May it please your grace to spare me a few moments of your most valuable time. To each other we are perfect strangers but I appeal to your charity to listen to my pitiful tale and beg your forgiveness if I seem to intrude.

During the Political trouble when looting and robbing & raiding were carried on to such an extent in our country district my trouble began. In January 1923 a party of men armed to the teeth & calling themselves Republicans forced their entrance into our house where in three people resided. My Aunt who is totally blind and is over 70 years, my Uncle 70 and I their neice an orphan. The object of their visit was money or lives. When I strove to save my Aunt from being dragged from her bed and they were furious when they did not get money one brute satisfied his duty passion on me. I was then in a dangerous state of health and thro’ his conduct I became Pregnant. Oh God could any pen describe what I have gone thro’.

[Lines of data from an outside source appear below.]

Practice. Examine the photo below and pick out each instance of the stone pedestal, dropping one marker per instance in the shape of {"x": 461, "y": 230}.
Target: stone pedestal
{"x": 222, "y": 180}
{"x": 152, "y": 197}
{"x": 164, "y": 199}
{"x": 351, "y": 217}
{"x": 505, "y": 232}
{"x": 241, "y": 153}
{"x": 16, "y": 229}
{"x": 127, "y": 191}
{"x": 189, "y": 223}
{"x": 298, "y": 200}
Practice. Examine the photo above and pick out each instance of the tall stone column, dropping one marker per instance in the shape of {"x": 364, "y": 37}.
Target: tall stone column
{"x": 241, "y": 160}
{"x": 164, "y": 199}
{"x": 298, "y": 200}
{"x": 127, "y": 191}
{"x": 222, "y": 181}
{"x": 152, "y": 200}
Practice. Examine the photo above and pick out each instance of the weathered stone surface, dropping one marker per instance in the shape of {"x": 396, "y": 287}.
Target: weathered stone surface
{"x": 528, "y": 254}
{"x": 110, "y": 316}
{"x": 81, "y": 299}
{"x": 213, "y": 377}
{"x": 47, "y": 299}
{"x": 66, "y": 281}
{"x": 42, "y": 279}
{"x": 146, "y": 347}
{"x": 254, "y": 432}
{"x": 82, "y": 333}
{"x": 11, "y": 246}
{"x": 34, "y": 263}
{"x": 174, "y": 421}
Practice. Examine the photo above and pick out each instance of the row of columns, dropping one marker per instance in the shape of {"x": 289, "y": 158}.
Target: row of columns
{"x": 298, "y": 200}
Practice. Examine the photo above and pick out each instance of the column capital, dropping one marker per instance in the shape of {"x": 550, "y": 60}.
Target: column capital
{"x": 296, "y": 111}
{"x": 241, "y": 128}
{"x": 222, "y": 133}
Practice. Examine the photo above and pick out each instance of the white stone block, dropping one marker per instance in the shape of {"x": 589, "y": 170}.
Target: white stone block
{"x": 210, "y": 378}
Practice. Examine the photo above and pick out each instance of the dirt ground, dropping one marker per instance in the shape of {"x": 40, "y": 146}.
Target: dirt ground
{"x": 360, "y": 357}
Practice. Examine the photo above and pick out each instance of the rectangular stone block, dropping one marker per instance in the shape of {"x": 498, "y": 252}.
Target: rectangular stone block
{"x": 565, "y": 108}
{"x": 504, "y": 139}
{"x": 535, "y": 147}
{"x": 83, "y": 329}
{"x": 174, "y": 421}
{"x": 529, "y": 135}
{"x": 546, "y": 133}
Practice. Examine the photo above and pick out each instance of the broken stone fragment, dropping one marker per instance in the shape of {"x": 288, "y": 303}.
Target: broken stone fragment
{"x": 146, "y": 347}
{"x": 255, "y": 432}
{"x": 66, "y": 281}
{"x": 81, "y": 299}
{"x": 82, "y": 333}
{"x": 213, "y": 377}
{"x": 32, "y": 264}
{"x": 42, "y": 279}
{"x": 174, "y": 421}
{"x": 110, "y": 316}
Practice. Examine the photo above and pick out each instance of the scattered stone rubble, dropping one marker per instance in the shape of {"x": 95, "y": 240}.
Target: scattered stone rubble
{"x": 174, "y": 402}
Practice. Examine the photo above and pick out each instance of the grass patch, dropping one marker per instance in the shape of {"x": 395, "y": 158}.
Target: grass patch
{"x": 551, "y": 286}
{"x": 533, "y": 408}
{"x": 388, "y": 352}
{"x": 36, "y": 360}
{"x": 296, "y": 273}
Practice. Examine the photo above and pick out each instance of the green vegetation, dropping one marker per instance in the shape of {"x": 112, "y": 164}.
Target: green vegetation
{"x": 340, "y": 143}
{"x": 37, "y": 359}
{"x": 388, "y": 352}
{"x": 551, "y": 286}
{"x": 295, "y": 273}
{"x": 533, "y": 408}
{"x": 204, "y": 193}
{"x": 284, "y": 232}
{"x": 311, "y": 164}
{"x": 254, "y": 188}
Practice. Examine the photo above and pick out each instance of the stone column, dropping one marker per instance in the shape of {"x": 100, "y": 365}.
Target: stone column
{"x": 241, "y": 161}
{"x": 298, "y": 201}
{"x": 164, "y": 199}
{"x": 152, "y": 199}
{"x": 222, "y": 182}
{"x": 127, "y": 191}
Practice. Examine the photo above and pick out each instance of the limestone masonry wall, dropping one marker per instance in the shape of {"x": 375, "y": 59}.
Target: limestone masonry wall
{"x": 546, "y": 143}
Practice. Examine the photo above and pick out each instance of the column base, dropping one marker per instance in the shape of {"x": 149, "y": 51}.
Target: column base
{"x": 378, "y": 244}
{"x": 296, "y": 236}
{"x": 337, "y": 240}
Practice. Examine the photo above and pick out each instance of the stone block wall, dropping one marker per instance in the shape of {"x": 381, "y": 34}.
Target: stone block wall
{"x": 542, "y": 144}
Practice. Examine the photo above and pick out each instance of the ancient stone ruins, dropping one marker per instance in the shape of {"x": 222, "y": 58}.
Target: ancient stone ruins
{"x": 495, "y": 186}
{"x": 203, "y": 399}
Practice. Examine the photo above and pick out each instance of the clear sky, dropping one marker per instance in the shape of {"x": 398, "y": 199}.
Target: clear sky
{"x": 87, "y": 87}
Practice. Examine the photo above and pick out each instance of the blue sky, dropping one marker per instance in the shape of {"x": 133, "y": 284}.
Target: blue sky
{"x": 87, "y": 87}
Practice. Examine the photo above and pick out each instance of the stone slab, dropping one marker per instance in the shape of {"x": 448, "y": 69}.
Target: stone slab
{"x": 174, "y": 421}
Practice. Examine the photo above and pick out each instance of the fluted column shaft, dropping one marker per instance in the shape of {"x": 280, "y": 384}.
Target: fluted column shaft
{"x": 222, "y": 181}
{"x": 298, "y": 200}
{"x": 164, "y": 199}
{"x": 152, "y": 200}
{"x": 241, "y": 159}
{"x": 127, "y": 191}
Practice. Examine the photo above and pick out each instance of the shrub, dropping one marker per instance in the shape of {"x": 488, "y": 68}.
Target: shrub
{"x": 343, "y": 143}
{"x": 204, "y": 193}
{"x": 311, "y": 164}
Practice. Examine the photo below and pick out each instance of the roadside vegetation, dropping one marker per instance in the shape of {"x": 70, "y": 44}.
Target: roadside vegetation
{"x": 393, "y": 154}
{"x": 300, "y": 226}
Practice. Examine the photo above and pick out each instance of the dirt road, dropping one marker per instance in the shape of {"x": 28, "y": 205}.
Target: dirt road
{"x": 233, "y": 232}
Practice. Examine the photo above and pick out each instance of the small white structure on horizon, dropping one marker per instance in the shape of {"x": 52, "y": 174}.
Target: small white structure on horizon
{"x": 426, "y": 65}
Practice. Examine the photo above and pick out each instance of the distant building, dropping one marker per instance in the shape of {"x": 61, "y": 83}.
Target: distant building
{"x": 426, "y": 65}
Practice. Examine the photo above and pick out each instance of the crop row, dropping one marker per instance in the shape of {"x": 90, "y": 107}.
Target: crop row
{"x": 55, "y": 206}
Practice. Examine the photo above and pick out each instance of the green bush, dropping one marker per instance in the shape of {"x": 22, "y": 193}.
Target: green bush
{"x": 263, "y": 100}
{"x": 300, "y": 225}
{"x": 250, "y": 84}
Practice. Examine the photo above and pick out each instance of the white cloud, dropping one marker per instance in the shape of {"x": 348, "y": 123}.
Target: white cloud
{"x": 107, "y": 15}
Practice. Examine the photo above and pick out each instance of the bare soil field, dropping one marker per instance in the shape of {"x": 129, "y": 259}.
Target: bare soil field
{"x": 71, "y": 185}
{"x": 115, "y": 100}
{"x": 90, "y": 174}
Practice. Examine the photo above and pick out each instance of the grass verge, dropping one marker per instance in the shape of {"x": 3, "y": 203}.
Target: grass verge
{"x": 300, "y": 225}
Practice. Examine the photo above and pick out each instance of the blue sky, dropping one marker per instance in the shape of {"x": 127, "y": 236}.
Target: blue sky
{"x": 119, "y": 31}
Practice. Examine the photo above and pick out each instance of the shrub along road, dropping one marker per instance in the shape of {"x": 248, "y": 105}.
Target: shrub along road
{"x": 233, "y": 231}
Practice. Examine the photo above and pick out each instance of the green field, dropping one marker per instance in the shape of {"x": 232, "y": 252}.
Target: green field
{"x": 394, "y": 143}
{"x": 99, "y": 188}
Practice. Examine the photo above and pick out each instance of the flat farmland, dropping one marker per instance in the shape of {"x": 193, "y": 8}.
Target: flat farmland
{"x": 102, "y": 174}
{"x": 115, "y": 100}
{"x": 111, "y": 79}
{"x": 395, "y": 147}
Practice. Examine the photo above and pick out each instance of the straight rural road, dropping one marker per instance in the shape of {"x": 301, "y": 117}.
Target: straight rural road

Lying amid a collection of thousands of “charity case” letters in the Dublin Diocesan Archives is an eight-page letter written by a rural Irish woman in July 1924 to the Roman Catholic archbishop of Dublin, Edward J. Byrne (1921–40), seeking assistance.1 In many respects this letter [End Page 75] is similar to the hundreds before and after it in the collection: the author was in need of financial assistance and made her claims on the basis of her fidelity to the Roman Catholic Church.2 The majority of people who wrote to the archbishop referred to problems relating to poverty, unemployment, illness, or bereavement, but a small minority wrote about more sensitive problems concerning, for example, illegitimacy or incest.3 Mary M.’s letter, quoted above, fits into this smaller cohort; she was in need of financial help to resolve a moral problem. In keeping with the rules of the archbishop’s system, she supplied a religious referee, the name of a Franciscan, Father Cyprian.4 His two short letters are the only other surviving papers relating to her case.5

In her letter, Mary M. described the most intimate of “troubles” and balanced the dictates of decorum with the needs of her situation. She was an unmarried mother who was the main caregiver for her elderly blind aunt and uncle, and she wrote to the archbishop to request financial assistance to secure her son’s future. He was conceived, she explained, as a result of rape during the Irish Civil War (1922–23).6 In the process of enlisting the archbishop’s assistance, she outlined the trajectory that her life had taken since she discovered she was pregnant. She had concealed this knowledge from everyone close to her, apart from the Franciscan who had acted as her confidant and referee. As her pregnancy progressed, she traveled to Dublin, where she was directed to a Catholic rescue agency. On the advice of this agency, she forged a plan to return to Dublin just before her delivery to give birth in the National Maternity Hospital in Holles Street, where she planned to hand over the infant to the rescue agency and return to her life in County Westmeath. She wrote to the archbishop nine months after leaving her son in the rescue agency because she could no longer afford the fees for her son’s maintenance, and she [End Page 76] feared that unless she raised twenty pounds to pay the agency to arrange the private adoption of her son, he would be returned to her, exposing her as an unmarried mother.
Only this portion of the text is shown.